Department of Pathobiology, Faculty of Veterinary Medicine, Utrecht University, Utrecht, The Netherlands.
Nucleic Acids Res. 2012 Apr;40(8):3511-23. doi: 10.1093/nar/gkr1203. Epub 2011 Dec 17.
E2F transcription factors are known to be important for timely activation of G(1)/S and G(2)/M genes required for cell cycle progression, but transcriptional mechanisms for deactivation of cell cycle-regulated genes are unknown. Here, we show that E2F7 is highly expressed during mid to late S-phase, occupies promoters of G(1)/S-regulated genes and represses their transcription. ChIP-seq analysis revealed that E2F7 binds preferentially to genomic sites containing the TTCCCGCC motif, which closely resembles the E2F consensus site. We identified 89 target genes that carry E2F7 binding sites close to the transcriptional start site and that are directly repressed by short-term induction of E2F7. Most of these target genes are known to be activated by E2Fs and are involved in DNA replication, metabolism and DNA repair. Importantly, induction of E2F7 during G(0)-G(1)/S resulted in S-phase arrest and DNA damage, whereas expression of E2F7 during G(2)/M failed to disturb cell cycle progression. These findings provide strong evidence that E2F7 directly controls the downswing of oscillating G(1)/S genes during S-phase progression.

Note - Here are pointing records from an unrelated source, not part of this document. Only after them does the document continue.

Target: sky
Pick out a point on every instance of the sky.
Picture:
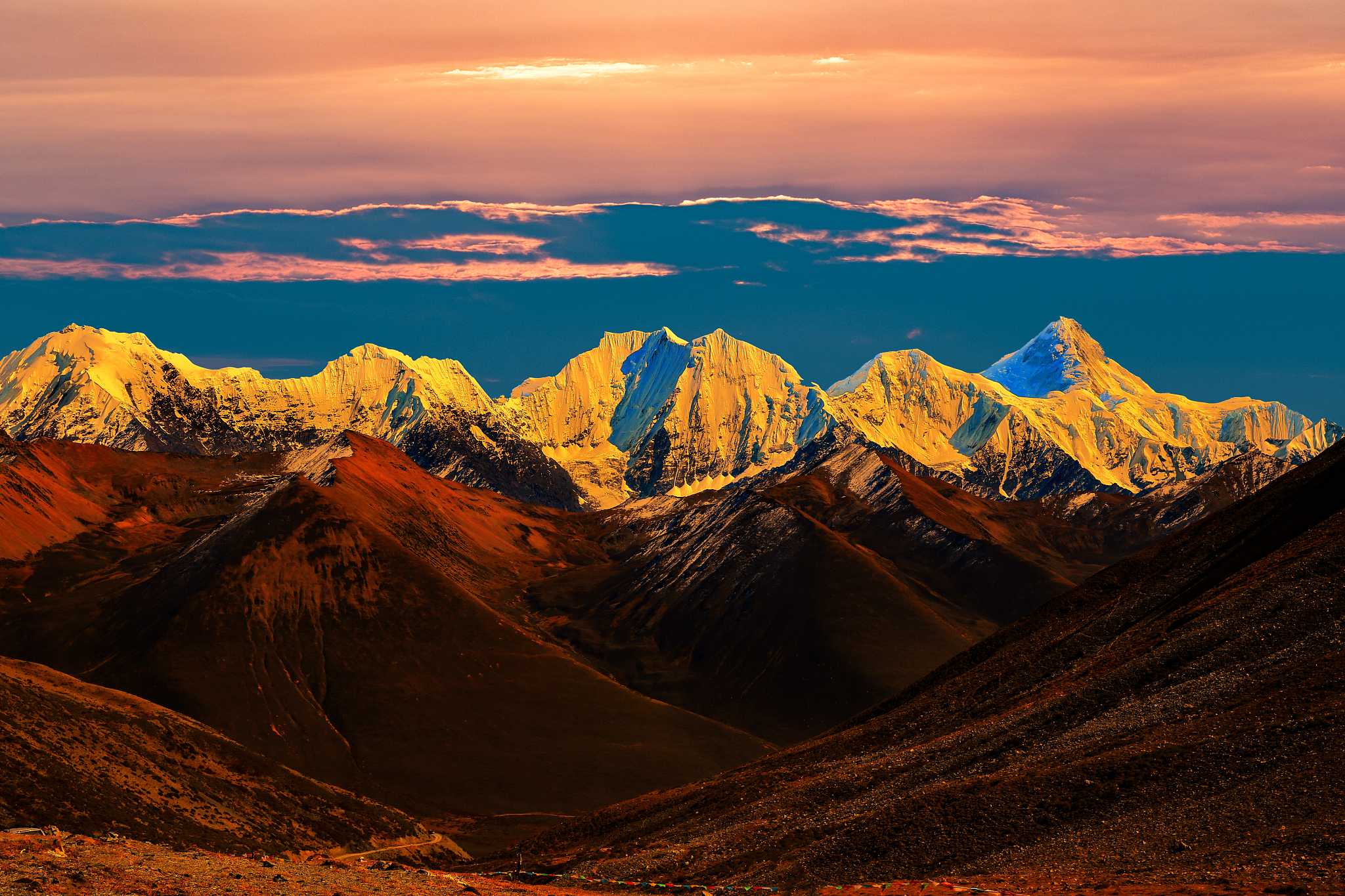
(502, 182)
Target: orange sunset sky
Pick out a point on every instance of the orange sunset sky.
(1125, 112)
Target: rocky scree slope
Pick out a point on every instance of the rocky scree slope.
(1181, 710)
(648, 414)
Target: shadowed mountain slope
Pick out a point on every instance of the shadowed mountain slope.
(1180, 710)
(789, 608)
(349, 630)
(313, 603)
(93, 759)
(650, 414)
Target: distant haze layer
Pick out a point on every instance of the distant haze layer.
(133, 108)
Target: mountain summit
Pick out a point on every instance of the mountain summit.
(648, 413)
(1061, 358)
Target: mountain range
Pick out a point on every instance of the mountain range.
(380, 591)
(650, 414)
(1179, 714)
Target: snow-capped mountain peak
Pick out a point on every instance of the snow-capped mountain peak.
(1063, 358)
(650, 413)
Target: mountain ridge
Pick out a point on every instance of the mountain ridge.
(649, 413)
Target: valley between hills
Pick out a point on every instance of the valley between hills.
(681, 616)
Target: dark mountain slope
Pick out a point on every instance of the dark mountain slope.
(1180, 710)
(93, 759)
(787, 609)
(350, 630)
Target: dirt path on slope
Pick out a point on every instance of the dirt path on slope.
(384, 849)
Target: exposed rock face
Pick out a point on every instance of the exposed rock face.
(1180, 710)
(648, 414)
(1057, 417)
(118, 389)
(93, 759)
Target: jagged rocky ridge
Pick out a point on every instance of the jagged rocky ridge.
(648, 414)
(303, 602)
(100, 761)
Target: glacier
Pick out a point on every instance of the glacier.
(650, 414)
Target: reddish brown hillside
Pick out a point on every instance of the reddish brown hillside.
(1181, 711)
(99, 761)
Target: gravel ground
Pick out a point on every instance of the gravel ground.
(35, 864)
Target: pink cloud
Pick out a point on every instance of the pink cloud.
(1275, 218)
(490, 244)
(935, 228)
(261, 267)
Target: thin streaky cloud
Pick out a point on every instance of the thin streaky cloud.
(260, 267)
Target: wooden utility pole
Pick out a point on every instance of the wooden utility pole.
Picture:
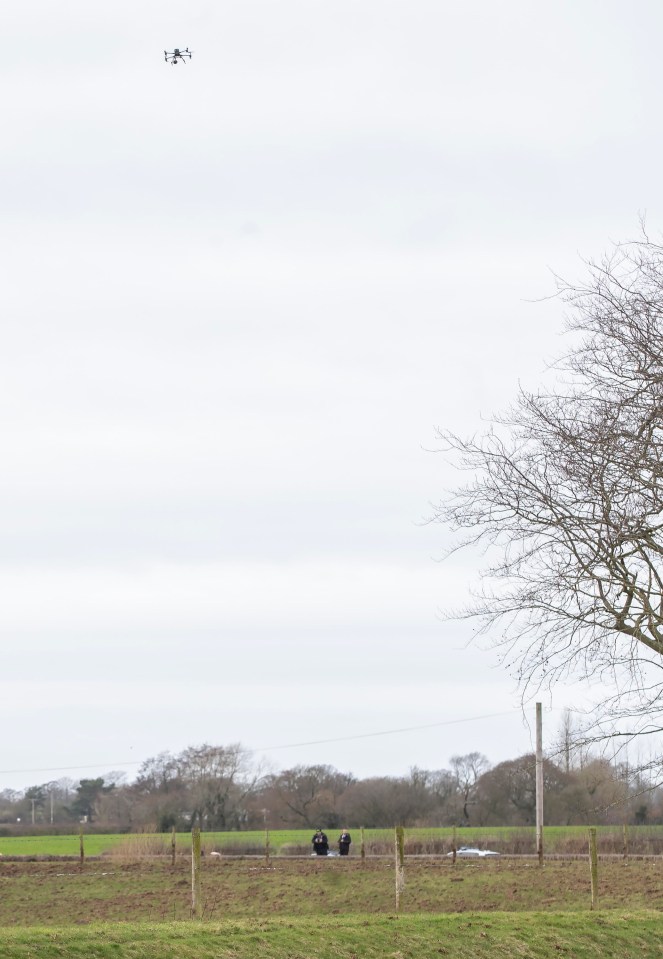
(594, 867)
(399, 856)
(539, 783)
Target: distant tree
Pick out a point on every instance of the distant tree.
(565, 494)
(309, 795)
(467, 770)
(88, 794)
(506, 794)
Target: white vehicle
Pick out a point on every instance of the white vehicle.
(471, 852)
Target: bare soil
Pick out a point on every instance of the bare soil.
(55, 893)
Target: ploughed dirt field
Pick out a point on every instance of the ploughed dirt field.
(62, 893)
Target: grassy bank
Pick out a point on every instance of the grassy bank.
(473, 936)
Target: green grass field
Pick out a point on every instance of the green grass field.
(473, 936)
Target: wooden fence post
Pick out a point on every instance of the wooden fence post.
(594, 867)
(196, 903)
(399, 857)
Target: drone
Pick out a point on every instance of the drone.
(176, 55)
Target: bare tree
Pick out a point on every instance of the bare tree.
(566, 497)
(467, 771)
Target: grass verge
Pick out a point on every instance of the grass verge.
(473, 936)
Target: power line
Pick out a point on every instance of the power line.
(264, 749)
(386, 732)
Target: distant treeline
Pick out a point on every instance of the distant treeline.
(220, 788)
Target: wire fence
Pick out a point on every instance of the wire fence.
(507, 841)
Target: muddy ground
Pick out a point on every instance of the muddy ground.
(61, 892)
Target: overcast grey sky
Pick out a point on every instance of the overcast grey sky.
(238, 297)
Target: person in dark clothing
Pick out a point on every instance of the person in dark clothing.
(320, 843)
(344, 841)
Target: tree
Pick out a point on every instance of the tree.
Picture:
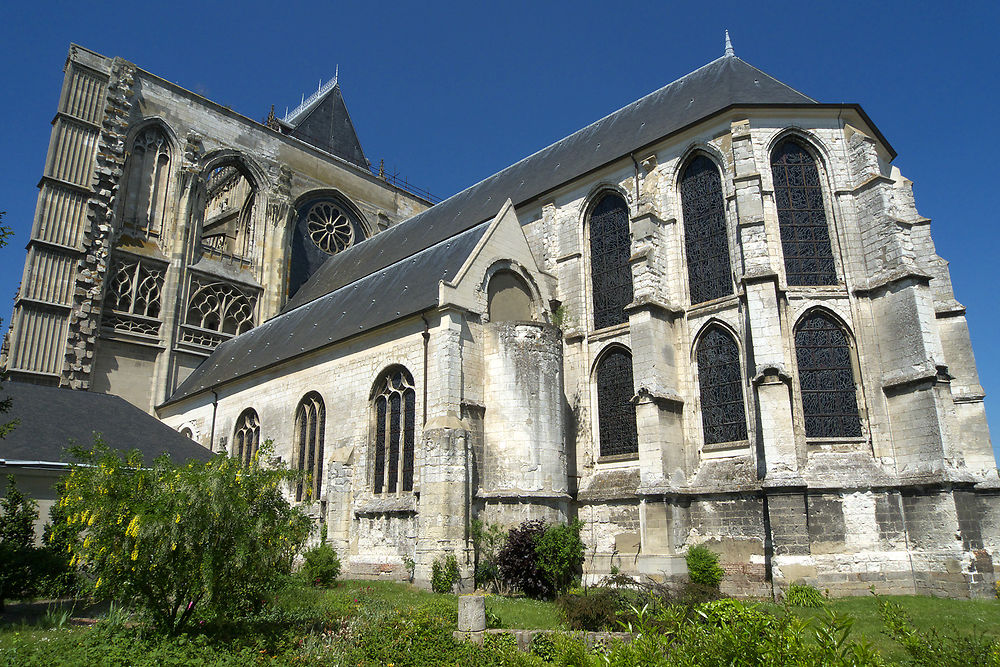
(215, 536)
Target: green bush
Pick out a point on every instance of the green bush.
(703, 566)
(215, 537)
(321, 566)
(444, 574)
(804, 595)
(560, 555)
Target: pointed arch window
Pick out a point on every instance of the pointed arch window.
(720, 383)
(615, 410)
(147, 181)
(805, 234)
(610, 249)
(706, 243)
(246, 436)
(394, 416)
(826, 378)
(307, 453)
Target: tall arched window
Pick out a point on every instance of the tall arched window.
(147, 181)
(394, 415)
(720, 382)
(805, 234)
(706, 244)
(615, 410)
(610, 249)
(246, 436)
(826, 378)
(307, 453)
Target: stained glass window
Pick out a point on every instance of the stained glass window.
(610, 249)
(310, 421)
(720, 381)
(826, 378)
(246, 436)
(706, 244)
(394, 414)
(805, 234)
(615, 410)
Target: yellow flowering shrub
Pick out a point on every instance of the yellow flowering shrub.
(213, 536)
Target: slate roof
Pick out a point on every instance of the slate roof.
(51, 417)
(337, 300)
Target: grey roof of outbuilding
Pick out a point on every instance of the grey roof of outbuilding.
(337, 301)
(53, 418)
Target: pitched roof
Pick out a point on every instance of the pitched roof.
(409, 286)
(709, 89)
(53, 418)
(338, 294)
(324, 122)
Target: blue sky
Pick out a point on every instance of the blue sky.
(449, 94)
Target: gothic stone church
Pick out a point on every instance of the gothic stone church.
(714, 316)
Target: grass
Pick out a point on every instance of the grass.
(946, 616)
(960, 617)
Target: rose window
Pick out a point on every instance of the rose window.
(329, 228)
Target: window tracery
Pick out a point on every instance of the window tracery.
(706, 243)
(147, 182)
(610, 249)
(228, 223)
(826, 378)
(310, 425)
(132, 302)
(805, 234)
(615, 409)
(216, 312)
(246, 436)
(720, 383)
(394, 413)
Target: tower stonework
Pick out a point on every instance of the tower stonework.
(726, 325)
(138, 233)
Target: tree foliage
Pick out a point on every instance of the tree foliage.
(215, 536)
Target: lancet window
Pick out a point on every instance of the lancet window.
(826, 378)
(228, 222)
(720, 382)
(132, 302)
(310, 424)
(706, 243)
(615, 409)
(805, 234)
(216, 312)
(246, 436)
(147, 182)
(610, 249)
(394, 417)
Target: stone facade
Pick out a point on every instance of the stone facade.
(126, 234)
(821, 419)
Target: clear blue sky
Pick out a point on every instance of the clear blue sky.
(448, 94)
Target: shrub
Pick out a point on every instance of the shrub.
(518, 561)
(17, 543)
(321, 566)
(595, 610)
(488, 540)
(703, 566)
(216, 536)
(444, 574)
(559, 552)
(804, 595)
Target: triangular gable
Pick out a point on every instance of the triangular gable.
(328, 126)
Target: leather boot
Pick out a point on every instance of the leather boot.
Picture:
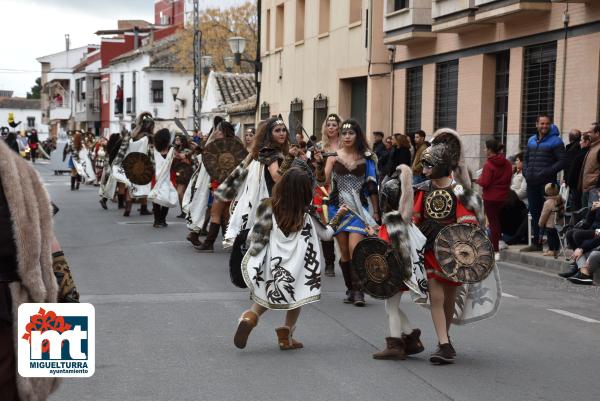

E2F 转录因子对于细胞周期进程中 G(1)/S 和 G(2)/M 基因的及时激活是重要的,但细胞周期调控基因失活的转录机制尚不清楚。在这里,我们表明 E2F7 在 S 期中期到晚期高度表达,占据 G(1)/S 调控基因的启动子并抑制其转录。ChIP-seq 分析表明,E2F7 优先结合含有 TTCCCGCC 基序的基因组位点,该基序与 E2F 共有基序非常相似。我们鉴定了 89 个靶基因,这些基因的启动子附近携带 E2F7 结合位点,并且它们的转录受到 E2F7 的短期诱导直接抑制。这些靶基因中的大多数已知被 E2Fs 激活,参与 DNA 复制、代谢和 DNA 修复。重要的是,在 G(0)-G(1)/S 期间诱导 E2F7 会导致 S 期停滞和 DNA 损伤,而在 G(2)/M 期间表达 E2F7 未能干扰细胞周期进程。这些发现为 E2F7 在 S 期进展过程中直接控制振荡 G(1)/S 基因的下降提供了有力证据。